He was too young for me to take home, so I visited him twice a week up until I took him home.
Our relationship has been incredible up until about around 5-6 months ago.
Up until this point Marvin would lay on his back and let me rub his tummy, pick him up wherever and whenever. He would hang out on a persh in the bathroom while I showered. I taught him a few words, "Good boy Marvin," "You a good boy Marvin?". He would attempt to fly off his cage and would peck at my bedroom door. He was always with me. Even days I wasn't as available, I was still able to hold him until bed, etc. Also, I taught him to ring a bell for a treat! We played with little jingly toys and rolled around balls, and he chased them around! Also, his cage is usually opened and has a whole fun play area a top his cage.
A few things that happened in the interim between when it was great and how it is now...bad!
I clipped his wings. I never had done it before, but I was a bit strapped for cash and thought this was a small way to save. I regret it. I wasn't rough, but he had always had it done at the place I purchased him. He had already begin randomly biting me here and there, I think this added to it. At the point where he had been bitting me the most, I flicked him! I know...please don't judge. I was so shocked and was bleeding, that my reaction was to do something, anything!

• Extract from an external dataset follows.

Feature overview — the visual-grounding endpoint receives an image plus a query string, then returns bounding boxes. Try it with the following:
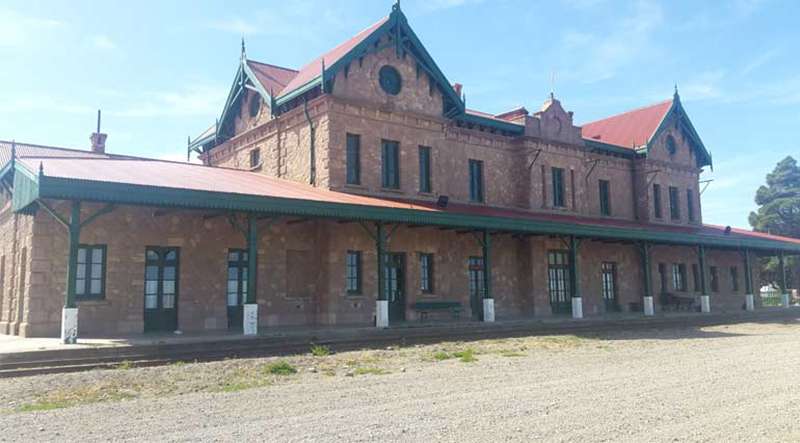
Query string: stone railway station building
[0,5,800,342]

Now...He fluffs up whenever I even walk close to the cage. To touch him is a joke, he bites terribly. I can't pick him up at all. I can't play with him. He wont come "up" as he used to. Also, he hides in his cage from me sometimes or sort of runs to his little fluffy bed area that has a covering. Most interestingly, he rings bells and bangs all sorts of things when I attempt to get near him.
I have been since then bringing the cage with me to whatever room I'm in to keep him near. Sometimes he walks off and tosses the ball around a bit. But I still can't touch him at all and he seems very distance...terribly distant. He's plain mean. I cried myself to sleep once. I love my bird. I've spent so much money and time trying to be the best caregiver and owner and I'm sorry for whatever I've done wrong to him, I just want it to be as it used to. I don't know how to communicate that to him. I love you Marvin
Please help, I don't know what to do.